Cet événement reflète la position extrêmement conservatrice du clergé. Celui-ci voit d'ailleurs l'Europe comme le berceau d'une « société individualiste et hédoniste » et lui reproche de « transformer les droits de l'homme comme un catalogue des droits des minorités » qui, aux yeux de l'Église, seraient les moins responsables.
Sur le plan international, l'Église géorgienne est très influencée par la Russie dans le domaine politique et s'aligne sur les positions du patriarcat de Moscou. La Russie est souvent perçue par le clergé comme un défenseur du monde orthodoxe contre un Occident vu comme libéral, catholique et décadent.

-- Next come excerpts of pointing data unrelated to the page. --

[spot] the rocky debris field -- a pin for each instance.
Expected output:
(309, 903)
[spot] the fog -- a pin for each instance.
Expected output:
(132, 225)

« Être géorgien, c'est être orthodoxe. » Cette expression résume la forte relation entre l'identité nationale et la religion. Très largement majoritaire dans le pays (elle rassemble plus de 80 % de la population), l'Église orthodoxe est réputée pour son conservatisme.
Autres religions historiques en Géorgie
L'islam : introduit en 645 en Géorgie, l'islam revendique le plus grand nombre d'adhérents après le christianisme. Cette religion s'est implantée sur le long terme en Géorgie dès 735, à la suite des invasions arabes, Tbilissi constituant dès lors une plaque d'échanges commerciaux entre l'Europe septentrionale et le monde musulman. Par la suite, les invasions turco-mongoles, perses et ottomanes ont définitivement confirmé la présence de cette religion dans le pays. Après l'indépendance, le slogan nationaliste « la Géorgie aux Géorgiens », en d'autres termes « qui n'est pas orthodoxe n'est pas géorgien », provoqua un fort mouvement d'émigration de musulmans vers la Russie.
Deux groupes musulmans principaux résident en Géorgie : les hanafites sunnites, vivant en république autonome d'Adjarie, et les Kistes, un groupe proche des Tchétchènes, vivant dans les gorges du Pankissi et qui pratiquent un islam sunnite d'obédience soufie. Une autre communauté réside en Abkhazie. Les Ithna Ashariyah, chiites, sont originaires de la communauté azerbaïdjanaise locale. L'islam est pratiqué également dans la zone nord du Caucase par les Lezguiens, les Avars, les Kurdes… Les Meskhetes, sunnites, furent déportés en masse sous l'ère soviétique (de 100 000, ils sont passés à 1 000). La république autonome d'Adjarie rassemble 30 % des musulmans, la majorité.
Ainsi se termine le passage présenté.